Bizim sektörümüzde özellikle de helva ve reçelde glikoz ve früktoz kullanımı çok yaygın. Biz ürünlerimizden bu iki maddeyi tamamen çıkardık. Kesinlikle kullanmıyoruz. Normal kristal toz şeker kullanıyoruz.

Peki sağlıga zararlı olmasına rağmen neden bu kadar çok kullanılıyor bu ürünler?

Maalesef bunun nedeni maliyetler. Şekerin fiyatı 4.5 liraysa, glikoz-fruktoz 3 lira. Normal şeker kullanıldığında yüzde 50’lik bir maliyet artışı söz konusu oluyor. Biz firma olarak bu artışı kendimiz yüklendik.   

CEVİZ ORMANI ALMAK İSTİYORUZ

Ürün tedariklerinizi de Türkiye’den yapıyorsunuz değil mi?
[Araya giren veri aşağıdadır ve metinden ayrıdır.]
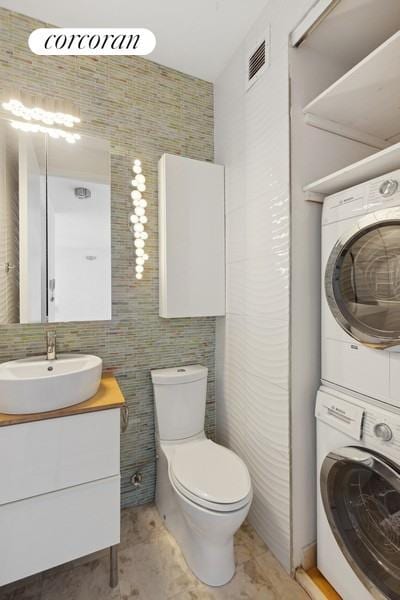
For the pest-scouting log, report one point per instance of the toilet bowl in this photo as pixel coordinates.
(203, 490)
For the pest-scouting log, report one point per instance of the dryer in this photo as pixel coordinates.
(361, 289)
(358, 504)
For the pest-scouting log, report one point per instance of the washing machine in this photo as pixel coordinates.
(358, 505)
(361, 289)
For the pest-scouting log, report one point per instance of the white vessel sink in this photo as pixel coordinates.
(34, 385)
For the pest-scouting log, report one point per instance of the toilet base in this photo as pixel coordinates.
(205, 537)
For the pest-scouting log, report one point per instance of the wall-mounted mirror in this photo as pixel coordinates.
(55, 228)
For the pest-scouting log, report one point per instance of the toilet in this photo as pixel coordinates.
(203, 490)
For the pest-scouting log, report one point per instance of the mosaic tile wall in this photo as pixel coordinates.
(144, 110)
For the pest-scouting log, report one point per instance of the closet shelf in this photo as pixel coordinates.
(377, 164)
(366, 99)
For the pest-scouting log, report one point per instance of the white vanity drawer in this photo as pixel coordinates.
(44, 456)
(48, 530)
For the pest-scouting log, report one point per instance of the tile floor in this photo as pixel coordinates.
(151, 567)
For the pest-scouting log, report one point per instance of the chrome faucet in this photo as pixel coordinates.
(51, 345)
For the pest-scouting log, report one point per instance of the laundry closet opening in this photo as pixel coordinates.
(344, 90)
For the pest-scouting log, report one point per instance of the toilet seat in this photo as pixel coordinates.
(211, 476)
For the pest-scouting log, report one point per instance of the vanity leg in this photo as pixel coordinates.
(113, 566)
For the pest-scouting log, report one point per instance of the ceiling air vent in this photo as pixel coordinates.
(258, 61)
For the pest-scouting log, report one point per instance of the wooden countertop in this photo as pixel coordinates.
(108, 396)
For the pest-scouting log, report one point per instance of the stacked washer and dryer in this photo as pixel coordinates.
(358, 404)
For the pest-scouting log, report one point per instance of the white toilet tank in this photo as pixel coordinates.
(180, 400)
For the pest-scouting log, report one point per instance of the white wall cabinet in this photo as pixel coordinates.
(59, 491)
(191, 238)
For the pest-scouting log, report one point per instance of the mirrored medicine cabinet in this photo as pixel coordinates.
(55, 228)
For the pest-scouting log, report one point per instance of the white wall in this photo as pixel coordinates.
(253, 381)
(32, 230)
(79, 254)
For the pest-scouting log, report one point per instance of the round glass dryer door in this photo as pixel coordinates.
(361, 496)
(362, 280)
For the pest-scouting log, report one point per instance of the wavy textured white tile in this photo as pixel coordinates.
(252, 140)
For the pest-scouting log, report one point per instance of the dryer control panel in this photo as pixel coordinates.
(381, 192)
(368, 425)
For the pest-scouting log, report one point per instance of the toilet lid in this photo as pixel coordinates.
(211, 472)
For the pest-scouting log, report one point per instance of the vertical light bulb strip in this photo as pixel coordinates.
(138, 218)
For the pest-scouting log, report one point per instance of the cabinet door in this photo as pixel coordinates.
(43, 456)
(51, 529)
(191, 237)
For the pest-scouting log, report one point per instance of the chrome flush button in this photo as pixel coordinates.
(388, 188)
(383, 432)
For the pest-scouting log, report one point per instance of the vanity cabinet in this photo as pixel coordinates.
(59, 490)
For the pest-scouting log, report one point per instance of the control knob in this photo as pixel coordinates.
(388, 188)
(383, 432)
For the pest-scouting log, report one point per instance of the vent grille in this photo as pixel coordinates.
(257, 60)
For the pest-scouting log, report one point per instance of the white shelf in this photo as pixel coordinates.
(366, 98)
(373, 166)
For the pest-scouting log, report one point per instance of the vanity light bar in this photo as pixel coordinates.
(138, 218)
(18, 109)
(71, 138)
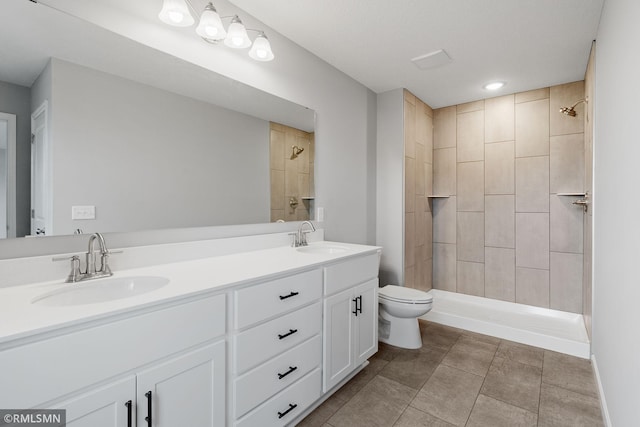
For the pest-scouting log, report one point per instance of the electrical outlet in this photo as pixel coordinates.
(83, 212)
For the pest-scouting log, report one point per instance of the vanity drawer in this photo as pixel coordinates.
(284, 407)
(35, 373)
(268, 299)
(259, 384)
(261, 343)
(350, 273)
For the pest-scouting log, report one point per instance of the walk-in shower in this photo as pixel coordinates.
(570, 111)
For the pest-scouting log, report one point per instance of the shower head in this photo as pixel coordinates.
(570, 111)
(296, 151)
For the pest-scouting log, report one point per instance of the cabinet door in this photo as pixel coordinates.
(188, 390)
(338, 338)
(102, 407)
(366, 322)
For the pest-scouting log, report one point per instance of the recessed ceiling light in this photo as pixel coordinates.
(493, 85)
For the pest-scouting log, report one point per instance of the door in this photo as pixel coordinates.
(338, 338)
(7, 175)
(366, 323)
(41, 221)
(108, 406)
(186, 391)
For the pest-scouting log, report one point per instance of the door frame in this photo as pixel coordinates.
(47, 198)
(11, 173)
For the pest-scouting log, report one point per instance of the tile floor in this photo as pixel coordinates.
(459, 378)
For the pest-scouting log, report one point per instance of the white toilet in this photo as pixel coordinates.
(399, 309)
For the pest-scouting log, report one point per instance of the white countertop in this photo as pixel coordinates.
(20, 318)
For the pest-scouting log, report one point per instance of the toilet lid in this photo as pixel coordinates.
(403, 294)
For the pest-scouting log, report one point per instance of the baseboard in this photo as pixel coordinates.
(603, 402)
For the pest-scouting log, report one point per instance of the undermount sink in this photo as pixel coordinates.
(101, 290)
(321, 248)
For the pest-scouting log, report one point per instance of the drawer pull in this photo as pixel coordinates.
(292, 294)
(292, 406)
(149, 408)
(129, 405)
(291, 369)
(291, 332)
(358, 307)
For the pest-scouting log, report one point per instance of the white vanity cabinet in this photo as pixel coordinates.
(185, 390)
(350, 317)
(177, 353)
(277, 349)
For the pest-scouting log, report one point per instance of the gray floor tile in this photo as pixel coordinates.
(488, 412)
(350, 389)
(412, 417)
(560, 407)
(379, 403)
(571, 373)
(470, 355)
(413, 368)
(523, 386)
(322, 413)
(438, 336)
(388, 352)
(521, 353)
(514, 383)
(449, 394)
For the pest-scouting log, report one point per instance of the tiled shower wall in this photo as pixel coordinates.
(418, 175)
(290, 178)
(504, 232)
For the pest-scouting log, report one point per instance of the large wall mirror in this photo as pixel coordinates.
(114, 136)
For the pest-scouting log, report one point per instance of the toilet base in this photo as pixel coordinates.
(402, 332)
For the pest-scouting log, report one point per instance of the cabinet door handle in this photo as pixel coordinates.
(291, 369)
(292, 406)
(291, 332)
(149, 408)
(292, 294)
(129, 405)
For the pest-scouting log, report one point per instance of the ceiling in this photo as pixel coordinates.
(528, 44)
(28, 44)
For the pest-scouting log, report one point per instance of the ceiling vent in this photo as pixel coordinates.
(433, 59)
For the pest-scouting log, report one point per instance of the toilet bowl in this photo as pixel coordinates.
(399, 309)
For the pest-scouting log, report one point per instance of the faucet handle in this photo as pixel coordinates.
(75, 274)
(104, 262)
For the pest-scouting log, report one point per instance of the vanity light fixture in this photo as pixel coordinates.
(210, 28)
(494, 85)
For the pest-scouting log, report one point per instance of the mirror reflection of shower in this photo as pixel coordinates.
(570, 111)
(296, 151)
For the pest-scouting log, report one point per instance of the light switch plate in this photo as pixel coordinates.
(83, 212)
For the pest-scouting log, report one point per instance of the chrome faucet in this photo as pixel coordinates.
(300, 237)
(91, 272)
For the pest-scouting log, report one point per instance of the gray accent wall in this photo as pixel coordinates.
(149, 159)
(15, 99)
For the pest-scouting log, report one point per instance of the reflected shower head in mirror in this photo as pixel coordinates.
(570, 111)
(296, 151)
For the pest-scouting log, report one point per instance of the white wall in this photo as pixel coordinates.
(150, 159)
(389, 186)
(616, 317)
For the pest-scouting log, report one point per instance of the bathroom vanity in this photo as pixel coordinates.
(221, 344)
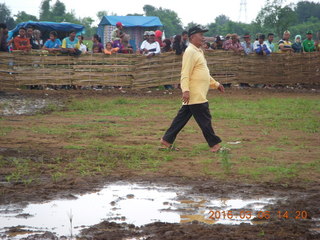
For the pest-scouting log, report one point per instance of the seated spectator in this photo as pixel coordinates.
(83, 48)
(36, 41)
(262, 48)
(125, 46)
(269, 42)
(109, 50)
(158, 35)
(185, 40)
(166, 46)
(21, 42)
(297, 45)
(178, 46)
(117, 34)
(284, 44)
(308, 44)
(206, 46)
(219, 42)
(247, 45)
(3, 37)
(145, 35)
(227, 37)
(233, 44)
(97, 46)
(71, 44)
(151, 47)
(53, 44)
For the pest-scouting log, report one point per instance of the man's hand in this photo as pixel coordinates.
(186, 97)
(221, 88)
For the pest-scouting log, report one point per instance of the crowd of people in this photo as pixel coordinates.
(153, 43)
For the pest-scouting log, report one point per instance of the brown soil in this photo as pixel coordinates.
(298, 195)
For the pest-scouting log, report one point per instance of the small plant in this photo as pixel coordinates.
(225, 160)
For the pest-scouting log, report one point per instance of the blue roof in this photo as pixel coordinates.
(48, 26)
(132, 21)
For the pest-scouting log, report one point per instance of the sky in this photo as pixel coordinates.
(202, 12)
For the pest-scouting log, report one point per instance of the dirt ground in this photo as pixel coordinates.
(297, 195)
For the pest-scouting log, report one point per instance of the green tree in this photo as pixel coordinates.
(276, 17)
(24, 17)
(222, 19)
(5, 16)
(45, 12)
(305, 10)
(172, 23)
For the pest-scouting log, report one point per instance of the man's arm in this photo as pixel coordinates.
(188, 63)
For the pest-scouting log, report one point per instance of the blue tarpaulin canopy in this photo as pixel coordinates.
(132, 21)
(46, 27)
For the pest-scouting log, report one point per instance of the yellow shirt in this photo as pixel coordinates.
(195, 75)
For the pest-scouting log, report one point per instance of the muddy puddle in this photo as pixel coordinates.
(17, 105)
(123, 202)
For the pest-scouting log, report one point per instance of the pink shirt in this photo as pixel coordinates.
(230, 45)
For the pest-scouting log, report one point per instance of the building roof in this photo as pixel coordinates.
(48, 26)
(132, 21)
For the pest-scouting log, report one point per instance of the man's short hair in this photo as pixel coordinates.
(3, 25)
(54, 33)
(262, 36)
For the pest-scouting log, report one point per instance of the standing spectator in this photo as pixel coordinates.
(284, 44)
(151, 47)
(178, 46)
(97, 46)
(83, 48)
(247, 45)
(158, 35)
(36, 41)
(219, 42)
(297, 45)
(233, 44)
(262, 48)
(3, 37)
(166, 45)
(53, 44)
(269, 42)
(21, 42)
(71, 44)
(109, 50)
(29, 34)
(185, 40)
(308, 44)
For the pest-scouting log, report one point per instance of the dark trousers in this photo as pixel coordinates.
(202, 116)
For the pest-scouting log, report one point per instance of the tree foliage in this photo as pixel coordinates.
(5, 16)
(305, 10)
(276, 17)
(172, 23)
Tabii meyveyi Türkiye’den tedarik ediyoruz. Kayısıyı Malatya’dan, gülü Isparta’dan alıyoruz. Fakat susam Türkiye’de çok az yetişiyor, onu ithal etmek zorunda kalıyoruz. Bu da Türkiye’nin iklimiyle ilgili bir durum. Hiç yetiştirilmiyor değil ama çok az çıkıyor. Zamanla artacaktır. Eskiden aynı durum cevizde de vardı. Bakanlığımızın ‘ceviz ekin’ diye çağrısı oldu. Bu çağrıyla çok mesafe katedildi. Şimdi biz de ceviz ormanı alıp, kendi cevizimizi kendimiz üretmek istiyoruz. 

SURVIVOR’LA SATIŞLAR PATLADI

Türkiye’de pazar payınız ne kadar, biliyor musunuz?

Pazarda bu konuda net veriler yok. Ama zincir marketlerin verilerini alıyoruz. Zaman zaman Nielsen çeşitli raporlar yayımlıyor. Tüm bu verilere göre, İstanbul’da ve Marmara bölgesinde pazarın yarısına hakimiz. Ama Türkiye genelinde daha gidecek çok yolumuz var. Bunun için de genç tüketiciye ulaşmaya çalışıyoruz. Survivor’ın ödül oyununda iki yarışmacı arasında cevizli yaz helvası, kağıt helva diyaloğu geçince o ürünün satışında yüzde 30’luk bir artış oldu.